Before implementing OpenPipeline processing rules, query your spans to identify messaging systems with high percentages of unique destination names.

Go to Notebooks and select Notebook in the app header to create a new notebook.
Select New section > DQL.

Copy and paste the following query into the edit box and select Run.

fetch spans
| filter isNotNull(messaging.system) and isNotNull(messaging.destination.name)
| summarize count=count(), distinctCount=countDistinct(messaging.destination.name), by:{messaging.system, messaging.destination.temporary}
| fieldsAdd cardinality_ratio = toDouble(distinctCount) / toDouble(count)

Examine the result for high cardinality ratios.

Messaging systems that show high cardinality ratios (above 0.5) without messaging.destination.temporary set indicate queues that would:
- Result in an excessive number of metrics with minimal analytical value.
- Benefit from normalization as described below.

2. Create a pipeline

Now, let's create a pipeline that contains a processing rule for normalizing temporary queue names into patterns or flagging them as temporary.

To create a pipeline

Go to Settings > Process and contextualize > OpenPipeline > Spans.
Go to the Pipelines tab, and select Pipeline.
Enter Queue handling as a pipeline name.
Choose whether you want to normalize temporary queue names into patterns or flag them as temporary.
To add or override the temporary queue flag (messaging.destination.temporary), select Processor > DQL on the Processing tab, and configure a new DQL processor.
Name: Temporary queue selector

Matching condition:

messaging.destination.temporary == false and
matchesPhrase(messaging.destination.name, "odaRequestQueue*")

This condition matches all messaging spans that were detected as not temporary (where messaging.destination.temporary is set to false) and matches the specific odaRequestQueue* destination pattern that should be overridden to be considered temporary.

DQL processor definition:

fieldsAdd messaging.destination.temporary = true

This definition sets messaging.destination.temporary to true.
To rename messaging destinations, select Processor > Add fields on the Processing tab, and configure a new DQL processor.
Name: Destination renamer

Matching condition:

matchesPhrase(messaging.destination.name, "odaRequestQueue*")

This condition matches all spans related to messaging destinations that start with odaRequestQueue.

Add fields: Enter the following values, and then select Add:

Name: messaging.destination.name
Value: odaRequestQueue

By adding this field, you replace the original content of messaging.destination.name with the odaRequestQueue value.
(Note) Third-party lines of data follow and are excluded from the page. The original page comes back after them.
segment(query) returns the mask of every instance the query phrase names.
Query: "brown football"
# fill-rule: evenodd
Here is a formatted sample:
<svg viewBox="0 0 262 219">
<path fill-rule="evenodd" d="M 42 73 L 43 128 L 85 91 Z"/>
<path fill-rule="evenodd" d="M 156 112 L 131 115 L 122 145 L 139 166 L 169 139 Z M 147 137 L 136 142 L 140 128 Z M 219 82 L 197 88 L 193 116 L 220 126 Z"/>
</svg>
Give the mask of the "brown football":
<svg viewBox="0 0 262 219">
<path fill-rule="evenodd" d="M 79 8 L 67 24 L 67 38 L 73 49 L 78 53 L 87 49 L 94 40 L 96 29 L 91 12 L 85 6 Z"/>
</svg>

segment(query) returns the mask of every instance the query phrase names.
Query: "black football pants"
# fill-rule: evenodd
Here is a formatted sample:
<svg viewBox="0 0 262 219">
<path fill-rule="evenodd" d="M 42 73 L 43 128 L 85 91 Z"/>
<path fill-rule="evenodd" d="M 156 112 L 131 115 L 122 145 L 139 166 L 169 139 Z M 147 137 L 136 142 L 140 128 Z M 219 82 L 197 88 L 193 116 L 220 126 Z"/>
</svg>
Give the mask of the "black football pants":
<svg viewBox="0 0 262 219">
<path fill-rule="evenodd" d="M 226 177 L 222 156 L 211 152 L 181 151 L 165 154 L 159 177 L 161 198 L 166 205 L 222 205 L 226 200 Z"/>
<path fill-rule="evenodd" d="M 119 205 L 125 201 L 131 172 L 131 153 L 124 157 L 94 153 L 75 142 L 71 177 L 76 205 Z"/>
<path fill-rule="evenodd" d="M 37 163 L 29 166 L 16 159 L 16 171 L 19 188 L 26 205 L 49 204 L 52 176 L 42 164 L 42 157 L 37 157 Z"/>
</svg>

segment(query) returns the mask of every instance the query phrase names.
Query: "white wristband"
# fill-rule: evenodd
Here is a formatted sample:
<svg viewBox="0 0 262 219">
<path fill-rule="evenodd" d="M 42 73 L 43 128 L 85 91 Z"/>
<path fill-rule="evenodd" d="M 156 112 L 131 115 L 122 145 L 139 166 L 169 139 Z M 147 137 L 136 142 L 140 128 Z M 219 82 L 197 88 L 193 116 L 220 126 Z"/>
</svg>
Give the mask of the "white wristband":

In this case, the original value of messaging.destination.name that ends with consecutive numbers is replaced with a static odaRequestQueue that only contains the first, constant part of the destination name.
Select Save in the upper-right corner of the page.

You should see the Queue handling pipeline in the list of pipelines.

3. Create a dynamic route

Now that you have created a new pipeline and defined the required DQL processor, activate this processor by connecting it to OpenPipeline via a dynamic route. This way, your pipeline can receive the span data.

To create a dynamic route

On the Spans page, go to the Dynamic routing tab.
Select Dynamic route.
Define your dynamic route:
- Name: Queue handling
- Matching condition:
```
matchesPhrase(messaging.destination.name, "odaRequestQueue*")
```
  This condition matches all spans related to messaging destinations that start with odaRequestQueue.
- Pipeline: Select the previously created Queue handling pipeline from the list of custom pipelines.
Select Add, and then select Save.

You should see the Queue handling dynamic route in the list of dynamic routes.

After you've created the Queue handling pipeline and activated it by creating a dynamic route, you should see that queues with high cardinality either have messaging.destination.temporary set to true or feature normalized names, which significantly reduces metric cardinality in the Message processing view in Services. To verify this, follow the instructions in Spot high cardinality.

Congratulations!

You've completed this tutorial. You've learned how to normalize outbound calls, Redis commands, and temporary queue names in different views in Services. Reducing cardinality of these entities makes your data more actionable and allows for easier and more effective analysis.